Dainelli was born in Florence, the son of General Luigi and Virginia Mari. He grew up travelling with his father both on work and on travel. He studied natural sciences at Florence, graduating in 1900 with studies under the geologist Carlo De Stefani (1851-1924) before joining the University of Vienna. He studied the Friulian Prealps north of Venezia Giulia. He also studied the Pliocene of Italy along with P. Videsott and A. Sestini. He became a lecturer at Florence in 1903 and from 1914 at the University of Pisa as a chair of geography. He travelled to Eritrea along with Olinto Marinelli, Lamberto Loria and Aldobrandino Mochi in 1905–6. This expedition followed after he attended the Italian Colonial Congress at Asmara. In 1913-1914 he travelled to the Karakoram and Himalayas along with the expedition headed by Filippo De Filippi. Other members of this expedition included Giorgio Abetti, Nello Venturi Ginori, Camillo Alessandri, Lieutenant Alberto Alessio, engineer John Alfred Spranger, Major Henry Wood of the Survey of India along with surveyors Janma Prasad and Shib Lal, alpine guide Joseph Petigax, and Lieutenant Cesare Antilli. In 1921 he moved to Naples and in 1924 moved back to Florence to take the place made vacant by De Stefani upon his death.

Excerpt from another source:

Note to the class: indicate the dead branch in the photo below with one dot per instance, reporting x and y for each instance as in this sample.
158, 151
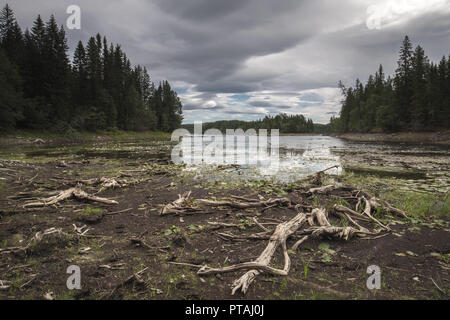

He made another expedition into the Horn of Africa in 1936–37. He taught until 1944 with a break during World War II. A supporter of fascist rule, he was favoured by Benito Mussolini who made him Podestà (mayor) of Florence in 1944. He served as the president of the Academy of Italy from 1944 to 1945, following the assassination of Giovanni Gentile by the Gruppi di Azione Patriottica (gappisti). He wrote an autobiography in 1967. His collection of expedition photographs are held by the Italian Geographical Society. Dainelli published more than 600 works. Punta Dainelli, a peak in the Georgian Kazbegi Mountains of the Caucasus is named after him. A fossil Trigonia (Lyriodon) dainellii was named from his collections after him by Venzo in 1945.